Being able to determine how old stars are is especially important when it comes to the search for extraterrestrial life outside of our solar system. the study authors said. Since life on Earth took such a tremendous amount of time to reach its current level of complexity, finding a reliable way to discern their ages could help in the search for planets orbiting stars at least as old as our Sun.
The spin rate of a star depends on its age because it slows down steadily with time, similar to a top spinning on a table, the researchers explained. The spin also depends upon the star’s mass, as larger, heavier ones tend to spin faster than their smaller, lighter counterparts.

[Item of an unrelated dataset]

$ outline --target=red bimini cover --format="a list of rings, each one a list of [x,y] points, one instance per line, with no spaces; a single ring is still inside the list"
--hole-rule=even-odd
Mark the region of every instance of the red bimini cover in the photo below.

Meibom and his colleagues have discovered that there is actually a close mathematical relationship between a star’s mass, spin, and age, and that by measuring the first two, they can calculate the third. This constitutes the principles of gyrochronology, a term derived from the Greek words gyros (rotation), chronos (time/age), and logos (study).

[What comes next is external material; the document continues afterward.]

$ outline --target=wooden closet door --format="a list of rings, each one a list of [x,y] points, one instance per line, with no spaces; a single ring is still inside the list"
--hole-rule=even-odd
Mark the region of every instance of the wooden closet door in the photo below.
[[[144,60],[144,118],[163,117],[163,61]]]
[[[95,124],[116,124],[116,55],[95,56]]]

Using gyrochronology, the researchers said that they were able to work out the ages of individual stars in NGC 6819 to within 10 percent, said co-author Sydney Barnes from the Leibniz Institute for Astrophysics in Germany.
In order to measure a star’s rotation, astronomers first look for changes in brightness caused by dark spots on its surface. With distant stars, they do this by watching for the star to dim slightly when a sunspot appears, then grow brighter once that spot rotated out of view. These difficult measurements were made using data from NASA’s Kepler spacecraft, the study authors noted.
Meibom’s team has previously used gyrochronology to study a cluster of billion-year-old stars, and their new research significantly expands the age range to which the technique can be applied by using stars in the 2.5-billion-year-old NGC 6819 cluster.
“Older stars have fewer and smaller spots, making their periods harder to detect,” Meibom said.
He and his colleagues examined stars that weight 80 percent to 140 percent as much as the Sun, and were able to measure the spins of 30 stars with periods ranging from 4 to 23 days. For the sake of comparison, the Sun currently has a 26 day spin cycle, they noted. The eight stars in NGC 6819 that were most similar to our sun had an average spin period of 18.2 days.
These findings imply that the Sun’s period was about that value about two billion years ago, when it was 2.5 billion years old. The authors then evaluates several current computer models that calculated stellar rotation rates based on mass and ages, and determined with of those simulations best matched their observations.
“Now we can derive precise ages for large numbers of cool field stars in our Galaxy by measuring their spin periods,” Meibom said. “This is an important new tool for astronomers studying the evolution of stars and their companions, and one that can help identify planets old enough for complex life to have evolved.”